Еще большее сближение точки зрения Достоевского с церковным хилиазмом делает Аскольдов: «Мы видим прозрение (у Достоевского) новой и окончательной христианской эры, хотя может быть и кратковременной и причастной далеко не всему человечеству, но необходимой, как дающей полное завершение идеи христианства» (Аскольдов С. Религиозно–этическое значение Достоевского // Ф.М. Достоевский: Статьи и материалы / Под ред. A.C. Долинина. [Сб. 1.] С. 19). Но все эти высказывания все–таки являются больше дружескими предположениями, а фактом остается некое противоречивое «существование» в Достоевском церковного апокалипсизма с наивным утопизмом ранних социалистов. Утопизм Достоевского Леонтьев резко, но справедливо определил как «глупый бред». Вот еще одна оценка утопизма Достоевского, сделанная его верующим современником: «Речь Достоевского в печати оказалась далеко не тем, чем казалась в чтении, как чтец, Достоевский действует магнетически (сила искренности и глубины убеждения)… Меня не привлекает мессианизм его. Это экзальтация, лишенная реальной основы, праздная и потому развращающая» (письмоН. Гилярова–Платонова к И. Аксакову от 22 августа 1880 г. // Русское обозрение. 1896. № 12. С. 307). Апокалипсис Достоевского виден и в черновиках «Братьев Карамазовых»: «И хотя бы в последние дни осталось вас двое, — восхвалите, принесите жертву… Мечтал я об этом, что 2е останутся» (15: 244).

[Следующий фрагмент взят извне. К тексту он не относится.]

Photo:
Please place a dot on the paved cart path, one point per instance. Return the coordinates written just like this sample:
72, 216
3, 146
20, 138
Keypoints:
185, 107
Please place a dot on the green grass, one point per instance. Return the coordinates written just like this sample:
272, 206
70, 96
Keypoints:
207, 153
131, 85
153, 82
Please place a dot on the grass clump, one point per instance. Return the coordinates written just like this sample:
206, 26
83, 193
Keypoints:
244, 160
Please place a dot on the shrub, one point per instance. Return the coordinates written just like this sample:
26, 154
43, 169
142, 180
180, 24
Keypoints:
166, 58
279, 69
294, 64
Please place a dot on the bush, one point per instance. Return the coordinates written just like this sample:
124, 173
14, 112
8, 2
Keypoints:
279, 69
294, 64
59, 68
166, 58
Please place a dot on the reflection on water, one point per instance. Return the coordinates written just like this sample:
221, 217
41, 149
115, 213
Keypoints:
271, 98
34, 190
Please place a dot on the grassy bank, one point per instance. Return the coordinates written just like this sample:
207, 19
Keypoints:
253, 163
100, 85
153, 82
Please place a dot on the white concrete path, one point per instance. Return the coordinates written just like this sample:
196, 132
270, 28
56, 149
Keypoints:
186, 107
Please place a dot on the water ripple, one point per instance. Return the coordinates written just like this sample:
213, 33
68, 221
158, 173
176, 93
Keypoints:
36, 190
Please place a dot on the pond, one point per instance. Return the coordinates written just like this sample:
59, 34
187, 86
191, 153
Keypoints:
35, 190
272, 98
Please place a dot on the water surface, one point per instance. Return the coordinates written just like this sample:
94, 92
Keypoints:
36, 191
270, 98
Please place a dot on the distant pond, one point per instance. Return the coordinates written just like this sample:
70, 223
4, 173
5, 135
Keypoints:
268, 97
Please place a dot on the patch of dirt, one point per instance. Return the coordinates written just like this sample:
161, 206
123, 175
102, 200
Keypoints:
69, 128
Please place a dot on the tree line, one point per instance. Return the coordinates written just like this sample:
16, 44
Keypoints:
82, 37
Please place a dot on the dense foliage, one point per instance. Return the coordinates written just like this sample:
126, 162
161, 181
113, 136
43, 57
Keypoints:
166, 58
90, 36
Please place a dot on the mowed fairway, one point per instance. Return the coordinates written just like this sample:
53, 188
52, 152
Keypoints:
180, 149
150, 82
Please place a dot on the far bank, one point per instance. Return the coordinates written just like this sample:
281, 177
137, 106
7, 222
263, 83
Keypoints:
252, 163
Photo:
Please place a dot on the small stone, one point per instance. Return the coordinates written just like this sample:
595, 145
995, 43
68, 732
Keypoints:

Последние строчки «Братьев Карамазовых» могут считаться завещанием нам от Достоевского–художника. Там, кроме призыва к духовному действованию, к бодрой и веселой «работе Господней», есть и такое место:
«— Карамазов! — крикнул Коля. — Неужели и взаправду религия говорит, что мы все встанем из мертвых, и оживем, и увидим опять друг друга, и всех, и Илюшечку?
— Непременно восстанем, непременно увидим и весело, радостно расскажем друг другу всё, что было, — полусмеясь, полу в восторге ответил Алеша» (15:197).
Верою в жизнь будущего века и заканчивается весь путь Достоевского. Очень скоро после этого — через три месяца — все «житие великого грешника» окончилось смертью, которой могли бы пожелать себе многие христианские праведники.
В связи с этой стороной идей Достоевского характерна и одна запись в черновиках «Братьев Карамазовых»: «Сократи, Господи, времена и сроки ради всех детей» (Там же: 243).
Роман «Бесы» имеет особую судьбу. Усеченный в своей вершине изъятием главы «У Тихона», он, кроме того, во многом сокращался самим автором. Записные тетради к нему показывают, что множество интереснейшего христианского материала осталось неиспользованным, сохранив для нас свое значение только как раскрытие духовной жизни автора. Может быть, к этому сокращению автора толкала острота его антинигилистической борьбы. «Пусть выйдет хоть памфлет, но я выскажусь» (29, кн.1: 112), — писал он Страхову о романе в марте 1870 года. Но, очевидно, и сама тема столкновения веры и неверия, и раскрытие истинной природы Церкви через образ Тихона в обычных рамках романа слишком трудны. Тут надо писать не роман, а новый Апокалипсис.